Brute force is hopeless: the number of parenthesizations grows like $\Omega(4^n / n^{3/2})$ (the Catalan numbers).
Optimal substructure
Any parenthesization of $A_i \cdots A_j$ splits at some $k$ into $(A_i\cdots A_k)(A_{k+1}\cdots A_j)$. By cut-and-paste, both halves must themselves be optimally parenthesized. Let $m[i,j]$ be the minimum cost for $A_i\cdots A_j$: $$m[i,j] = \begin{cases} 0 & i = j \\ \displaystyle\min_{i \le k < j}\big(m[i,k] + m[k+1,j] + p_{i-1}\,p_k\,p_j\big) & i < j \end{cases}$$
The extra term $p_{i-1}p_k p_j$ is the cost of the final multiply of the two sub-products (a $p_{i-1}\times p_k$ result times a $p_k\times p_j$ result).

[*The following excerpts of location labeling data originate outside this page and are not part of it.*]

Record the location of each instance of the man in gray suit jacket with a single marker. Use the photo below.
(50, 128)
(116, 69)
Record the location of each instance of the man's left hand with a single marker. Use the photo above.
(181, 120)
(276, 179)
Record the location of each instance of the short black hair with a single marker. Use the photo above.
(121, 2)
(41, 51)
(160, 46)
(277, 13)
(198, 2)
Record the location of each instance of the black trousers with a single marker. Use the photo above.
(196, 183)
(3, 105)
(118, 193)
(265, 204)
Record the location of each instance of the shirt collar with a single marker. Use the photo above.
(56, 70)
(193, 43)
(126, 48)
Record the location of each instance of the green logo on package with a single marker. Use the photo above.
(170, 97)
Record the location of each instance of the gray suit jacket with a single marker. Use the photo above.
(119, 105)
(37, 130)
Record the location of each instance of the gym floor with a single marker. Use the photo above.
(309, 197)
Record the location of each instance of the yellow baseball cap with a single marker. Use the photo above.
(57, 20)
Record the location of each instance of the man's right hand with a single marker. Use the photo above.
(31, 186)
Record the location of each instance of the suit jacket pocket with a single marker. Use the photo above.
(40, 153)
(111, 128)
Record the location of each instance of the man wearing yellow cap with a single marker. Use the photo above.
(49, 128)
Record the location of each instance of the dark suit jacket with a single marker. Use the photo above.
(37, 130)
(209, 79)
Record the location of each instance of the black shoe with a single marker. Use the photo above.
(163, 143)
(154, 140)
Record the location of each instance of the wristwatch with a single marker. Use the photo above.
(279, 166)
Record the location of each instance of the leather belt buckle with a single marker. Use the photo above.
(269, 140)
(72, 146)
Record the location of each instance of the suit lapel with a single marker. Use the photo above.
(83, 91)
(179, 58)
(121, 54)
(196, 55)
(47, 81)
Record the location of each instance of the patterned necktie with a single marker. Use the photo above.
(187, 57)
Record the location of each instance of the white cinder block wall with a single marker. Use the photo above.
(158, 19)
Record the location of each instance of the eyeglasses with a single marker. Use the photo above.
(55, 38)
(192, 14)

Fill order is by CHAIN LENGTH, not by index
Computing $m[i,j]$ needs $m[i,k]$ and $m[k+1,j]$, which both cover shorter chains. So fill in order of increasing chain length $\ell = 2,3,\dots,n$ — never by raw index. This is the reverse-topological order of the subproblem graph.
Worked example
Six matrices with dimension vector $p = \langle 30,35,15,5,10,20,25\rangle$ (so $A_1$ is $30\times35$, …, $A_6$ is $20\times25$). Filling $m$ by chain length gives $m[1,6] = \mathbf{15125}$ scalar multiplications, achieved by $((A_1 (A_2 A_3))((A_4 A_5) A_6))$ — versus 120 750+ for a bad order on the same chain. Store a split table $s[i,j]=k$ alongside $m$ to reconstruct the parenthesization via PRINT-OPTIMAL-PARENS.
Cost
$\Theta(n^2)$ subproblems (pairs $i\le j$), up to $n$ split choices each $\Rightarrow \Theta(n^3)$ time, $\Theta(n^2)$ space.